Kurtdereli Mehmet Pehlivan (1864 in Bukurovo village near Tırnova – April 11, 1939 in Kurtdere village near Balıkesir) was a Turkish wrestler. He lived most of his life in the village of Kurtdere, 40 km from Balıkesir. He stood 6'5 (196 cm) tall and weighed 326 lb (148 kg).

He fought with all of the famous wrestlers of his time and gained notoriety throughout Asia Minor and Europe. He became wrestling champion (başpehlivan) in Kırkpınar, a traditional oil wrestling tournament near Edirne, Turkey. He earned his title by defeating Kara Osman.

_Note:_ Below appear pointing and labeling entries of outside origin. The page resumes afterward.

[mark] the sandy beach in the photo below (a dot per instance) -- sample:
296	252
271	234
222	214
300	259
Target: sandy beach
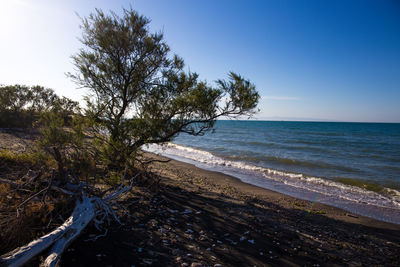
195	217
204	218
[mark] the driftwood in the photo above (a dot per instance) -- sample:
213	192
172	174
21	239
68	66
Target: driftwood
87	209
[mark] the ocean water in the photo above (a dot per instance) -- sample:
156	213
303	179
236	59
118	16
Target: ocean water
353	166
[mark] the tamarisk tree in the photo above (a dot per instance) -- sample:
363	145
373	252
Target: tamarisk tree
140	93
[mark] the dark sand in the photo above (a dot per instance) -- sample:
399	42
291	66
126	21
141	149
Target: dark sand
207	218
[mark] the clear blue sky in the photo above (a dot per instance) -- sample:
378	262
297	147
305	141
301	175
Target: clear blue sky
329	60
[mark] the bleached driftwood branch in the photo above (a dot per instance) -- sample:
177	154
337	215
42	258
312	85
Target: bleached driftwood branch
86	210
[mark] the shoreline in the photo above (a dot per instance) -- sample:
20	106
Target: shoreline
382	206
284	200
196	217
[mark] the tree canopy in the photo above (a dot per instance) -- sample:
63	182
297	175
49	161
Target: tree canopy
22	105
140	92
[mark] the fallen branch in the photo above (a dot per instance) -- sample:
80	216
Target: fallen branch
86	210
23	254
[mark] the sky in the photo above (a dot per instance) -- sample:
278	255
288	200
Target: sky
310	60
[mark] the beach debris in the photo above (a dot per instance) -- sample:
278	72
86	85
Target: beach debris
172	211
147	261
187	211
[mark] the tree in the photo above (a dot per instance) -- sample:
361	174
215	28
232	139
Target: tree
140	94
21	106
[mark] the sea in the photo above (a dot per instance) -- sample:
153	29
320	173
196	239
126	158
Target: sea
353	166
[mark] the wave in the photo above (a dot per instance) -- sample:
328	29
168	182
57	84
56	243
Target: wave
334	190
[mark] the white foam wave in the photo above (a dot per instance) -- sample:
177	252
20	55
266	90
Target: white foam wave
331	189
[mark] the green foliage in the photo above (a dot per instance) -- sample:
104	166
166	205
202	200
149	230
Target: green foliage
65	144
140	93
21	106
32	158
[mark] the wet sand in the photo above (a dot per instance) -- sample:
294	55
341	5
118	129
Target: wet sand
197	217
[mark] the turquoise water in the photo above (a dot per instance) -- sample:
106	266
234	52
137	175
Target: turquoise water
355	166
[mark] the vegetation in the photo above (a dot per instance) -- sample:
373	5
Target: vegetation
141	94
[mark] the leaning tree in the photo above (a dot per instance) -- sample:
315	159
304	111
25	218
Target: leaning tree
140	93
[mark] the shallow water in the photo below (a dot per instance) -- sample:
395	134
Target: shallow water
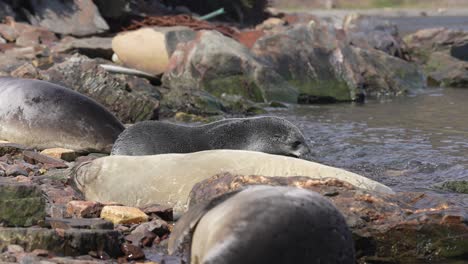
408	143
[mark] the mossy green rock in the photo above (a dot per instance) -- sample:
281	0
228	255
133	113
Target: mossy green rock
72	242
455	186
21	204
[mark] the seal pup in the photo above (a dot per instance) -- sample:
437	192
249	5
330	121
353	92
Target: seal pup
42	115
168	178
267	134
264	224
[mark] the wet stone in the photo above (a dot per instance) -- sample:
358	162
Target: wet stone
16	170
21	204
70	242
164	212
132	252
79	223
123	215
49	162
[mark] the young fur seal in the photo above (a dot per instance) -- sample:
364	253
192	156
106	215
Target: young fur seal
271	135
42	115
264	224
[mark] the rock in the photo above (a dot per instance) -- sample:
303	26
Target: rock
79	223
16	170
84	209
369	32
455	186
11	148
132	252
70	242
145	233
35	157
149	49
164	212
385	75
8	32
76	17
130	98
60	153
91	47
270	23
21	204
444	55
418	226
314	59
123	215
213	65
26	70
15	249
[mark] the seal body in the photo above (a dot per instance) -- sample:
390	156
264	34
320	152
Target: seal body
168	178
42	115
265	224
265	134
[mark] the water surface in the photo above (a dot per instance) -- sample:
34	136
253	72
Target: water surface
408	143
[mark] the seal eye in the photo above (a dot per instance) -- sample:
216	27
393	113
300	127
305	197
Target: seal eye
296	144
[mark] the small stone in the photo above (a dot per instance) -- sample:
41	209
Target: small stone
15	249
132	252
60	153
49	162
123	215
84	209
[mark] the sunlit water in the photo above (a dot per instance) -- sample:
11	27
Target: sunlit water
409	143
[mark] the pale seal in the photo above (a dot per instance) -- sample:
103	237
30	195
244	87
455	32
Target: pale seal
264	224
265	134
168	178
43	115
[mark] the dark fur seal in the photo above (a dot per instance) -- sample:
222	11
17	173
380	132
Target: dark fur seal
271	135
264	224
43	115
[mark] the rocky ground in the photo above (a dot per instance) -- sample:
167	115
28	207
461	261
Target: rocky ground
196	71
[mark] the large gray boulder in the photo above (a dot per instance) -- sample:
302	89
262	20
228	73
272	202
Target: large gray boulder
73	17
444	54
313	59
212	66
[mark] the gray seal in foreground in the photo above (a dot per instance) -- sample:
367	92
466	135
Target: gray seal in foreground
264	224
43	115
267	134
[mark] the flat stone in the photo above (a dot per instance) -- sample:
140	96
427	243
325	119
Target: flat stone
79	223
76	17
123	215
21	204
84	209
60	153
70	242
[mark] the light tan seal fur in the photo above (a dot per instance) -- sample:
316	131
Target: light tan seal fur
168	178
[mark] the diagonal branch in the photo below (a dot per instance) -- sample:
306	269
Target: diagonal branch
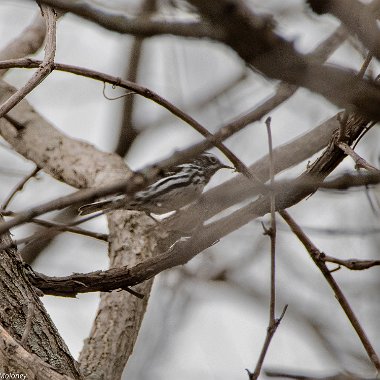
121	23
44	69
253	38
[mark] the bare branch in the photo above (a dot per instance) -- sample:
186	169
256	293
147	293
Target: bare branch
44	69
315	254
360	19
28	42
13	355
254	39
19	187
120	23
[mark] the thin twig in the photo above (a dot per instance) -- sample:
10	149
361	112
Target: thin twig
360	162
19	187
273	230
62	227
146	93
273	322
270	333
28	324
127	132
53	230
353	264
46	66
344	118
317	257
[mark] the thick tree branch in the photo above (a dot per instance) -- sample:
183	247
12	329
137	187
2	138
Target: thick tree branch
15	358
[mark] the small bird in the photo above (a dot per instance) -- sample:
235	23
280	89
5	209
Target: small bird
178	186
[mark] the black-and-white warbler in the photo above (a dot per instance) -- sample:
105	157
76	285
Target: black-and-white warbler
178	186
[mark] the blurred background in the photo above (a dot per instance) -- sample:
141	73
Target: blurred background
208	318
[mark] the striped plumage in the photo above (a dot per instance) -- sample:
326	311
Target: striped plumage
179	186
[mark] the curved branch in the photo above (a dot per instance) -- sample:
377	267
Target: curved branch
44	69
121	23
253	38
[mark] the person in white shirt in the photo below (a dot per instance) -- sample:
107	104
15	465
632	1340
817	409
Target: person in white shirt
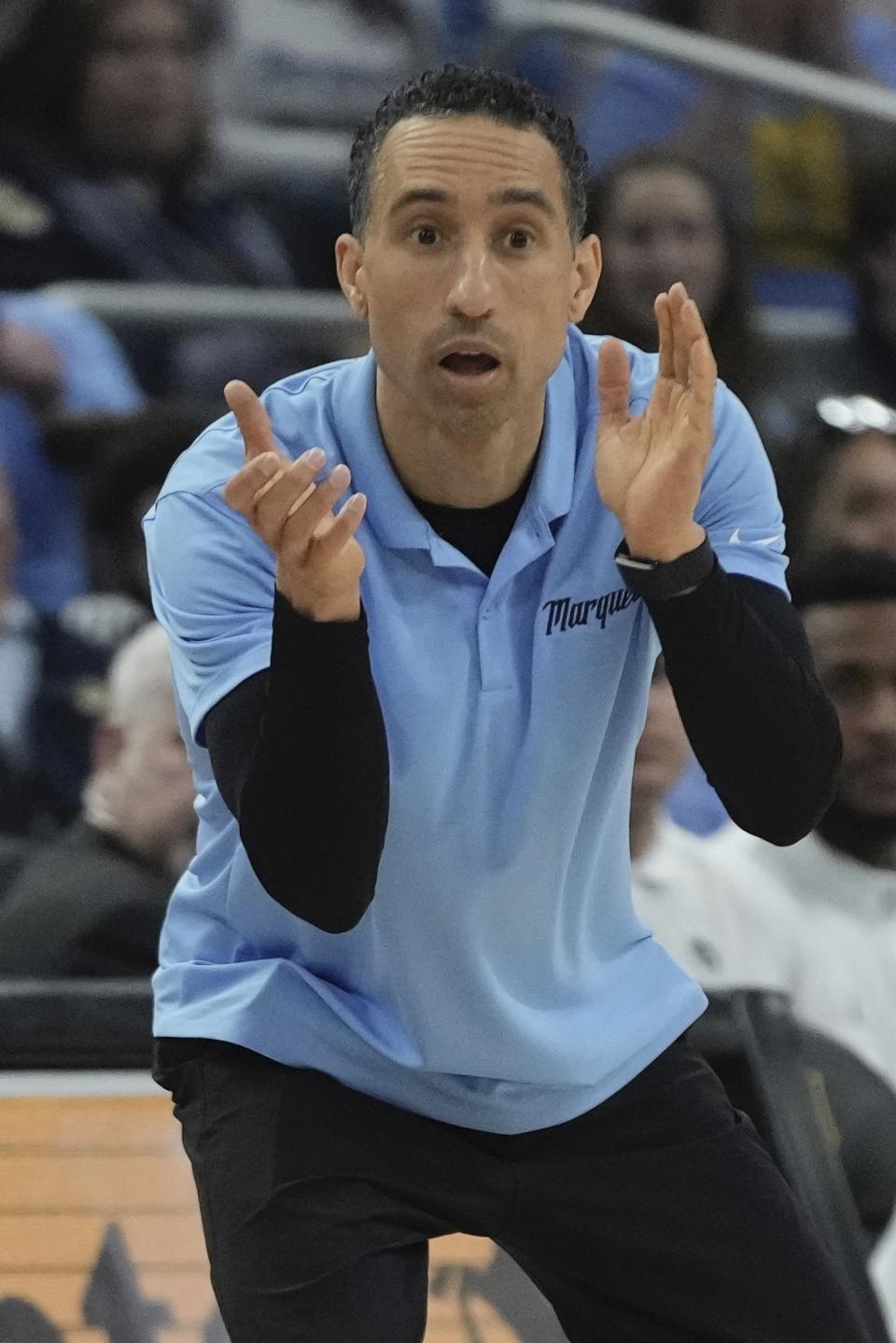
841	878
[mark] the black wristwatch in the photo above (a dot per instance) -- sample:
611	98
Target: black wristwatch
656	581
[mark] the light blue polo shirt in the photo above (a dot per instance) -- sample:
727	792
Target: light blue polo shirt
500	978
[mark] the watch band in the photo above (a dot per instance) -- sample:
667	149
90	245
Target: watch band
656	581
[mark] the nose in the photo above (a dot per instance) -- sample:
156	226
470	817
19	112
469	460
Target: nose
879	719
471	293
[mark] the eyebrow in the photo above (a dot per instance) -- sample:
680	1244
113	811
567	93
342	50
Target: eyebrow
512	196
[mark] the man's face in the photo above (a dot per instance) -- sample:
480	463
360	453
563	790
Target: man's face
663	225
468	274
855	649
663	748
857	504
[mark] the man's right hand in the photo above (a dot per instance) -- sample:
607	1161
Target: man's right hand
318	560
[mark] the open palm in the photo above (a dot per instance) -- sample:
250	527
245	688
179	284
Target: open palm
649	468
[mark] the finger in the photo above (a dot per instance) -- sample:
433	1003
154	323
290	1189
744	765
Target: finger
345	524
666	342
242	488
285	490
253	419
614	379
303	519
679	343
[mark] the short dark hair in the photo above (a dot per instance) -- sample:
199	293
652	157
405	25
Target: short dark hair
804	467
469	91
846	574
42	70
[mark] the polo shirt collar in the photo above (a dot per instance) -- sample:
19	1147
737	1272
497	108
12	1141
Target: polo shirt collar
390	511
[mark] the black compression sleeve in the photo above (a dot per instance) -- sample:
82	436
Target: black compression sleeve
757	718
301	759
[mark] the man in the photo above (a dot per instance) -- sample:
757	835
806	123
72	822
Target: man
402	987
91	902
841	878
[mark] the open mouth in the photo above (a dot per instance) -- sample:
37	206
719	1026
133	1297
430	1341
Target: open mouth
469	366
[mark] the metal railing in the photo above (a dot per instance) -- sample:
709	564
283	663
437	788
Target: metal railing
179	306
711	54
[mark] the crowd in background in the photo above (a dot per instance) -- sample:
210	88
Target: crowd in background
779	215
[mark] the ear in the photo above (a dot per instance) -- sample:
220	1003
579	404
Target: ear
106	746
349	269
583	280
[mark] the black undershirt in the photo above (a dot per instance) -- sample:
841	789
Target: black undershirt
301	759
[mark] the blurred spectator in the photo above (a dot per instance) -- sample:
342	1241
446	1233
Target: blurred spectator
54	355
837	479
19	673
846	871
661	217
104	175
49	666
786	161
52	360
91	902
843	877
735	926
716	924
299	61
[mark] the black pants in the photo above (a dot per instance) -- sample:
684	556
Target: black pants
656	1217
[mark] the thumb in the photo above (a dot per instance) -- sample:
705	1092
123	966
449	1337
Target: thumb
253	419
614	380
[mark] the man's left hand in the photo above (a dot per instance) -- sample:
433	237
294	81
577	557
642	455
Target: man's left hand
649	468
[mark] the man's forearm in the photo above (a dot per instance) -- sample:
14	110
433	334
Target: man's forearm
755	715
301	759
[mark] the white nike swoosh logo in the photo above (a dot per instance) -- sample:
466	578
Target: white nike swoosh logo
764	540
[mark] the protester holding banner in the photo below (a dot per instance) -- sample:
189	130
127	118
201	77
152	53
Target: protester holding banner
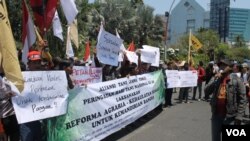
228	100
7	116
169	91
2	133
67	66
32	131
183	94
201	75
245	76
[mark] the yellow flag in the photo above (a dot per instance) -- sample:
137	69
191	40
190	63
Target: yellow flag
195	42
74	33
8	52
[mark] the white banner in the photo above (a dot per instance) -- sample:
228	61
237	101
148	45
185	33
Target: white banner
157	56
86	75
108	48
132	57
104	108
45	95
177	78
188	78
148	56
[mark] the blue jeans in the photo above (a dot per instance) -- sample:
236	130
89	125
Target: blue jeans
31	131
216	124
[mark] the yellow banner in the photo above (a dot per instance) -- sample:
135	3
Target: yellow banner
8	53
195	42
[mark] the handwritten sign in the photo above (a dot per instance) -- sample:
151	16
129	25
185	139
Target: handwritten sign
173	78
108	48
85	75
157	56
178	79
104	108
148	56
45	95
188	78
132	57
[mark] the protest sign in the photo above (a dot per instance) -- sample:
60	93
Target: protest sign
188	78
157	56
178	79
104	108
108	48
148	56
45	95
173	78
86	75
132	57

He traveled to France, promoted by French wrestler and promoter Joseph Doublier during the "Turkish Invasion," when Doublier recruited and first promoted Turkish wrestlers in France with great commercial success. Among the Turkish wrestlers brought to France by Doublier were Kurtdereli Mehmet Pehlivan, Kartanci Mehmhet Pehlivan, Yusuf Ismail, Kara Osman, and Nurullah Hasan. He later competed in Great Britain, The Netherlands and the USA but was never defeated.

The surname he took after the adoption the 1934 Law in Turkey on Family Names was Baykurt.